As you walk, you see a similar journey filmed between Talaat Harb Square and Tahrir Square in Cairo joining the two pieces on a similar journey. Watching the street you aren’t on while walking a place as familiar as Whitehall was discombobulating but that also allowed you to get into the more nervous mindset of the protestor – particularly one unused to protest.

The stories of the protest were interesting. Every now and again you would stop and hear someone tell of the way they were treated – either by strangers or the police – both in Cairo and London. The multi-media presentation blended news footage, animation and new video with the sound of the stories and the street.

This is a very interesting way to spend an hour and to think about protest, protestors and the reaction to them. The show has a point of view, and it is presented well. Even when I didn’t agree with the point of view of the protestors (there was some conspiratorial thinking that I am pretty confident isn’t true) I understood what was driving them to feel that way. the presentation of the violence of the state was impressively intimidating and while I have gone on many, many protests in my time, I have never been kettled and it was moving to hear the pain of those who had. For that to be their early experience of asking for their voices to be heard in a democracy.
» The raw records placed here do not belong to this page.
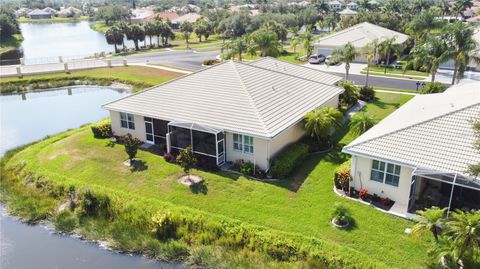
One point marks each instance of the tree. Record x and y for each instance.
(361, 122)
(236, 46)
(114, 37)
(131, 146)
(459, 37)
(346, 55)
(266, 42)
(186, 28)
(430, 54)
(474, 169)
(136, 33)
(186, 159)
(370, 51)
(429, 220)
(320, 123)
The show is unabashedly presented from a left-wing perspective. This, of course, suits me down to the ground. But I do think there might be mileage to hear from the voices of those who protest from the opposite perspective. Not becuase I would ever wish to be –  or have anyone be –  persuaded by their arguments, but because I think the contrasts and similarities of experience would be fascinating. Imagine doing a similar project, but with those who marched against education cuts on the one hand and in support of Tommy Robinson on the other. What could each side teach each other about their shared experiences?

But that’s a minor thought and doesn’t distract from the interest or power of the original. It’s a journey that has easy distractions, as you weave around tourists guided by your guide and watching your Cairo counterpart’s journey. This is an ongoing project that has been developed first in Amsterdam and now in the UK and Cairo. Part art installation, part immersive walking tour it is interesting and engaging. You can see much potential in the idea and the concept and I look forward to seeing where they take it next.